9.    Sunan Gunung Jati

Nama aslinya adalah Syarif Hidayatullah. Beliaulah pendiri dinastri raja-raja Cirebon dan kemudian juga Banten.
Dengan demikian, Sunan Gunung Jati adalah satu-satunya “wali songo” yang memimpin pemerintahan. Sunan Gunung Jati memanfaatkan pengaruhnya sebagai putra Raja Pajajaran untuk menyebarkan Islam dari pesisir Cirebon ke pedalaman Pasundan atau Priangan. Dalam berdakwah, ia menganut kecenderungan Timur Tengah yang lugas. Namun ia juga mendekati rakyat dengan membangun infrastruktur berupa jalan-jalan yang menghubungkan antar wilayah.
Bersama putranya, Maulana Hasanuddin, Sunan Gunung Jati juga melakukan ekspedisi ke Banten. Penguasa setempat, Pucuk Umum, menyerahkan sukarela penguasaan wilayah Banten tersebut yang kemudian menjadi cikal bakal Kesultanan Banten.

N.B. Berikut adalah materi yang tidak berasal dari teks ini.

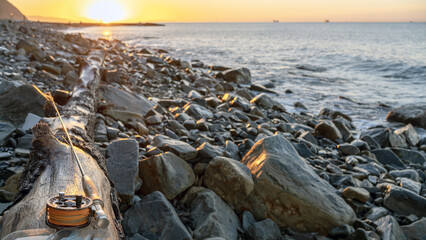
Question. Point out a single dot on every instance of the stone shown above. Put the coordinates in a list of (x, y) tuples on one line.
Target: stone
[(348, 149), (6, 130), (377, 212), (197, 112), (230, 179), (410, 113), (389, 229), (408, 173), (410, 134), (415, 230), (357, 193), (125, 101), (387, 157), (181, 149), (263, 230), (328, 129), (211, 215), (16, 103), (405, 202), (166, 173), (342, 231), (122, 165), (288, 191), (207, 152), (238, 76), (154, 215)]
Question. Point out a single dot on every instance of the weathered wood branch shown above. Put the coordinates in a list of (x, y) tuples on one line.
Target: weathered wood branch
[(51, 168)]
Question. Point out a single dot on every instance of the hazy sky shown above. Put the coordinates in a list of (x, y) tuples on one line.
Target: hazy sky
[(229, 10)]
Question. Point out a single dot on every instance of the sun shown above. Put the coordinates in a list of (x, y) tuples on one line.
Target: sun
[(106, 11)]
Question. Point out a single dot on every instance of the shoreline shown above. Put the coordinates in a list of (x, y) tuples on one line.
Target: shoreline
[(213, 123)]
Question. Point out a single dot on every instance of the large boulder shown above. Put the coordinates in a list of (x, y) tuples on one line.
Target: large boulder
[(181, 149), (166, 173), (155, 215), (410, 113), (17, 102), (212, 216), (288, 191), (238, 76), (122, 165), (230, 179), (125, 101)]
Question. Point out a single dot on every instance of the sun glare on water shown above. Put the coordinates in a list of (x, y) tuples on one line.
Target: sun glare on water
[(106, 11)]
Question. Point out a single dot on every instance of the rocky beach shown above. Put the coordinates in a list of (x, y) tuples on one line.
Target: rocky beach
[(200, 152)]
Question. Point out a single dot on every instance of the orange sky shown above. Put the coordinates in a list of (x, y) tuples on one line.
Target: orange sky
[(232, 10)]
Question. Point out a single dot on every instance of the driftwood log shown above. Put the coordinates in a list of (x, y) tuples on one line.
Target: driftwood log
[(51, 168)]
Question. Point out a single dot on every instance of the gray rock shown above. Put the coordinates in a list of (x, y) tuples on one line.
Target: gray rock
[(328, 129), (181, 149), (410, 156), (263, 230), (289, 192), (122, 165), (166, 173), (416, 115), (230, 179), (387, 157), (238, 76), (207, 152), (6, 130), (408, 173), (416, 230), (405, 202), (389, 229), (212, 216), (124, 100), (154, 214), (410, 134), (196, 111), (16, 103)]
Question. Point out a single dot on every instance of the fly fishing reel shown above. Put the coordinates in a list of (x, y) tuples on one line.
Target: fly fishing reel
[(68, 211)]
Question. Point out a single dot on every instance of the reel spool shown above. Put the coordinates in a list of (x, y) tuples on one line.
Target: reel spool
[(68, 211)]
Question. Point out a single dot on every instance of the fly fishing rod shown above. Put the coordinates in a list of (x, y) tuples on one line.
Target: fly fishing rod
[(74, 210)]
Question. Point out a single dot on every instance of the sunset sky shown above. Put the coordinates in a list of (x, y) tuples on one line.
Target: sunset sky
[(226, 10)]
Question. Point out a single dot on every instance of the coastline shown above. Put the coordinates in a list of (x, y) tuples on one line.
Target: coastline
[(211, 118)]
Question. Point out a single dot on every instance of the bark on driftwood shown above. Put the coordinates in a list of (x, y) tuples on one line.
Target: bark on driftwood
[(52, 169)]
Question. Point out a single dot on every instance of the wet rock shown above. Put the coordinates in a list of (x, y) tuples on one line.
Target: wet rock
[(212, 216), (389, 229), (348, 149), (416, 230), (6, 130), (289, 192), (181, 149), (122, 165), (237, 75), (125, 101), (207, 152), (230, 179), (416, 115), (357, 193), (263, 230), (166, 173), (196, 111), (16, 103), (387, 157), (409, 133), (328, 129), (155, 215), (405, 202)]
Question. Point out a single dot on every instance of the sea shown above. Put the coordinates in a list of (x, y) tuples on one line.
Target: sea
[(360, 69)]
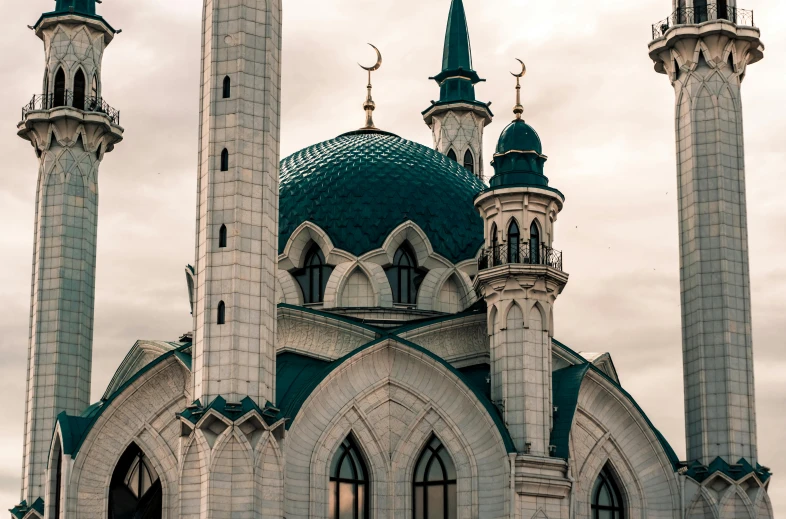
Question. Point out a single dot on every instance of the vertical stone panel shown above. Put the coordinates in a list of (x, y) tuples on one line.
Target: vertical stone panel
[(242, 41)]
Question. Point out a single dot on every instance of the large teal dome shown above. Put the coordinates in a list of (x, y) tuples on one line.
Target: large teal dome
[(361, 185)]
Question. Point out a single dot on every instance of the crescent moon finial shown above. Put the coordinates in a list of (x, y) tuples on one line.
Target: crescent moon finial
[(378, 64), (523, 70)]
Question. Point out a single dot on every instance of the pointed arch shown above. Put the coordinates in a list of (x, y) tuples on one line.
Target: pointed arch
[(59, 94), (80, 89), (135, 487), (469, 162), (227, 88)]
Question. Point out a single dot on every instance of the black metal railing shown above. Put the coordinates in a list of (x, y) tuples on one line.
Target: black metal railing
[(521, 255), (701, 14), (67, 98)]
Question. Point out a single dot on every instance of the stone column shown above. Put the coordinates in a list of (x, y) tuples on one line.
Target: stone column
[(71, 129), (237, 206), (706, 64)]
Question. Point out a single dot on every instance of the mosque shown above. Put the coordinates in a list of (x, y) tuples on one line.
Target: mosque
[(373, 323)]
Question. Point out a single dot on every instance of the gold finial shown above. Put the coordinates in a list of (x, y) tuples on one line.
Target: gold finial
[(518, 109), (369, 105)]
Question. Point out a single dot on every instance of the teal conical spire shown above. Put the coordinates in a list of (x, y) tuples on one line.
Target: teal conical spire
[(457, 80)]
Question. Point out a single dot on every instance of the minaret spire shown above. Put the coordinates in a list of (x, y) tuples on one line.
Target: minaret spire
[(457, 120)]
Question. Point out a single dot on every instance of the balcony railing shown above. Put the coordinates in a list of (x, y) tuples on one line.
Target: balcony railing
[(521, 255), (703, 13), (67, 98)]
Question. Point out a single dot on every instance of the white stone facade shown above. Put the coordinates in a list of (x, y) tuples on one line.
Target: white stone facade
[(70, 144)]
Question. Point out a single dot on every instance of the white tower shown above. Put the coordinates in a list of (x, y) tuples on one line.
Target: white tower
[(237, 206), (705, 48), (71, 128), (457, 120), (520, 276)]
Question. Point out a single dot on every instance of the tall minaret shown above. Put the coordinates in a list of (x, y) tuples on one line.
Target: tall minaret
[(520, 276), (237, 205), (457, 120), (71, 128), (705, 51)]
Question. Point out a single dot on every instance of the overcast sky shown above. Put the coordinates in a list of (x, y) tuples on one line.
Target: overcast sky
[(605, 118)]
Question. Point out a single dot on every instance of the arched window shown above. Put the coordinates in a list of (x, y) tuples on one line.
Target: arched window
[(224, 160), (79, 90), (349, 483), (434, 484), (314, 275), (405, 277), (534, 243), (135, 490), (59, 94), (469, 162), (222, 313), (514, 243), (227, 87), (222, 237), (606, 497)]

Pada usia 89 tahun, Sunan Gunung Jati mundur dari jabatannya untuk hanya menekuni dakwah. Kekuasaan itu diserahkannya kepada Pangeran Pasarean. Pada tahun 1568 M, Sunan Gunung Jati wafat dalam usia 120 tahun, di Cirebon (dulu Carbon). Ia dimakamkan di daerah Gunung Sembung, Gunung Jati, sekitar 15 kilometer sebelum kota Cirebon dari arah barat.